Cette stratégie résulte d’un important travail qui a été mené au cours des derniers mois. Je me félicite donc de l’implication de l’ensemble des parties prenantes dans le débat qui a été mené sur ce sujet ; cela montre une fois encore que nous avons là un sujet d’une importance absolument capitale pour la France, pour son attractivité et pour son futur développement économique. Nous nous sommes très fortement appuyés sur les porteurs de projets, tous très impliqués, dont certains sont parmi vous aujourd’hui, et qui nous ont fourni des retours concrets sur les enjeux opérationnels, techniques, financiers, sur cette connaissance du terrain qui est au coeur de ce chantier et qui assurera sa réussite.

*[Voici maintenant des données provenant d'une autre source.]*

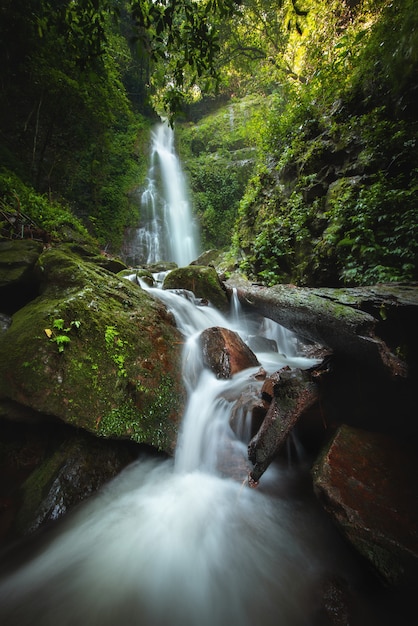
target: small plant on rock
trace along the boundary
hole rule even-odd
[[[65,321],[62,318],[57,318],[52,323],[52,328],[45,328],[45,334],[58,346],[58,352],[64,352],[65,346],[71,341],[68,336],[72,328],[80,328],[81,322],[79,320],[73,320],[69,326],[65,325]]]

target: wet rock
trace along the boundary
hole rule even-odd
[[[144,265],[142,267],[152,274],[163,274],[165,272],[171,272],[171,270],[175,270],[178,266],[177,263],[174,263],[174,261],[157,261],[155,263],[148,263],[147,265]]]
[[[0,313],[0,333],[4,333],[12,323],[12,318],[10,315],[6,315],[5,313]]]
[[[164,305],[66,247],[35,271],[40,295],[0,336],[0,400],[172,452],[185,391]]]
[[[266,413],[267,408],[261,402],[258,390],[250,385],[234,403],[229,425],[241,441],[247,442],[260,428]]]
[[[416,285],[267,288],[240,281],[237,294],[245,309],[269,317],[338,356],[367,362],[394,377],[409,373],[408,353],[416,353],[409,347],[418,348]]]
[[[288,435],[304,412],[318,400],[318,390],[311,374],[284,367],[264,383],[264,401],[268,402],[269,383],[273,391],[269,409],[257,434],[248,445],[253,463],[250,485],[256,486],[272,460],[283,448]]]
[[[143,268],[126,269],[118,272],[120,278],[126,278],[135,285],[141,286],[141,281],[144,281],[148,287],[155,287],[155,280],[152,273]]]
[[[229,299],[213,267],[189,265],[167,274],[163,289],[188,289],[221,311],[229,311]]]
[[[30,239],[0,240],[0,288],[26,282],[42,247]]]
[[[315,626],[353,626],[354,618],[352,592],[347,581],[332,577],[324,581],[322,606],[316,616]]]
[[[64,515],[139,451],[63,424],[0,419],[0,545]]]
[[[94,262],[112,274],[118,274],[119,272],[126,270],[126,265],[123,261],[105,254],[96,257]]]
[[[137,451],[82,431],[68,432],[21,487],[16,532],[26,535],[68,513],[134,460]]]
[[[248,367],[259,365],[257,357],[241,337],[227,328],[214,326],[200,335],[203,361],[217,378],[231,378]]]
[[[205,252],[202,252],[202,254],[195,261],[192,261],[190,265],[215,266],[221,254],[222,253],[219,250],[206,250]]]
[[[417,476],[413,450],[345,425],[313,468],[315,493],[324,508],[389,584],[417,580]]]
[[[250,335],[247,344],[253,352],[278,352],[277,342],[261,335]]]
[[[274,372],[270,376],[267,376],[263,382],[263,386],[261,387],[261,401],[266,411],[269,408],[271,401],[274,398],[274,395],[275,395],[274,388],[275,388],[275,385],[277,385],[280,382],[280,377],[281,377],[281,370],[278,372]]]
[[[34,268],[43,246],[31,239],[0,240],[0,311],[11,315],[38,295]]]

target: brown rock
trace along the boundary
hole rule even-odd
[[[259,365],[241,337],[227,328],[207,328],[201,333],[200,342],[204,363],[217,378],[231,378],[248,367]]]
[[[383,579],[418,573],[418,462],[388,437],[341,426],[313,468],[315,492]]]

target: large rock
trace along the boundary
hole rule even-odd
[[[40,295],[0,336],[0,400],[172,452],[182,338],[164,305],[66,247],[36,271]]]
[[[33,270],[42,249],[31,239],[0,240],[1,313],[14,313],[36,294]]]
[[[229,311],[229,299],[213,267],[188,265],[167,274],[163,289],[187,289],[197,298],[210,302],[221,311]]]
[[[62,423],[0,419],[0,546],[65,515],[139,449]]]
[[[341,426],[313,468],[314,489],[345,537],[388,583],[418,575],[418,461],[392,439]]]
[[[254,352],[228,328],[214,326],[200,335],[203,362],[217,378],[231,378],[248,367],[260,365]]]
[[[100,440],[86,432],[68,432],[20,491],[16,532],[32,533],[63,517],[131,463],[136,455],[121,441]]]
[[[367,362],[392,376],[410,375],[409,347],[418,347],[416,285],[356,289],[261,287],[240,281],[238,298],[250,309],[344,358]],[[409,368],[409,371],[408,371]]]

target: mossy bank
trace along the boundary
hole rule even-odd
[[[95,261],[68,245],[39,255],[38,295],[0,338],[0,402],[171,453],[182,337],[160,302]]]

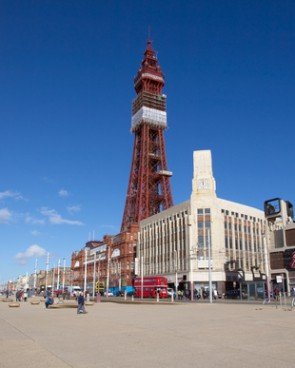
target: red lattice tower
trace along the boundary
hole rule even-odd
[[[164,76],[152,43],[147,42],[134,78],[132,103],[134,148],[121,231],[173,205],[167,169],[164,130],[167,127]]]

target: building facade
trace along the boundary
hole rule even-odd
[[[88,241],[83,249],[73,252],[73,284],[90,293],[117,292],[131,286],[137,234],[138,226],[134,224],[130,231],[106,235],[102,241]]]
[[[239,288],[256,298],[266,282],[264,236],[264,212],[218,198],[211,152],[195,151],[190,200],[140,222],[136,273],[164,275],[190,294],[211,276],[220,294]]]
[[[290,293],[295,287],[295,223],[293,205],[274,198],[264,203],[267,218],[270,278],[274,289]]]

Revenons maintenant à la stratégie et au plan d’investissement adopté par le gouvernement. L’État sera un partenaire financier important de ce chantier et accompagnera les collectivités en mettant à disposition à la fois des subventions et des prêts. L’État soutiendra les projets en apportant tout d’abord un peu plus de 3 milliards d’euros de subventions sur 10 ans. Ces subventions visent à ce que l’État apporte en moyenne la moitié du besoin de subventions, le reste étant apporté par les porteurs de projets et par les fonds européens. Cela se traduira concrètement par une augmentation des plafonds de subventions par rapport à la situation antérieure et par une plus grande prise en compte de la péréquation. Cela passera par un coefficient de ruralité revu à la hausse qui permettra, pour les départements les plus ruraux, de bénéficier d’un niveau d’aide pouvant atteindre jusqu’à 64%. Ce taux de ruralité tient compte le plus précisément possible des surcoûts qui existent dans les départements les plus ruraux par rapport aux départements plus denses et plus urbains. Il s’appuie sur la meilleure connaissance des coûts de déploiement dont nous disposons, tels qu’ils ont été validés par la Mission Très haut débit, la Mission d’Antoine DARODES, à partir des études menées par la Datar, par la DGCIS, d’une part et par l’ARCEP, d’autre part. Par ailleurs les plafonds de subventions par prise seront doublés pour permettre un accompagnement de 50% des projets. Cela permettra aux collectivités de monter des projets plus ambitieux qui répondent à la fois mieux aux attentes de leurs administrés tout en gardant une cohérence et une approche responsable au regard des finances publiques.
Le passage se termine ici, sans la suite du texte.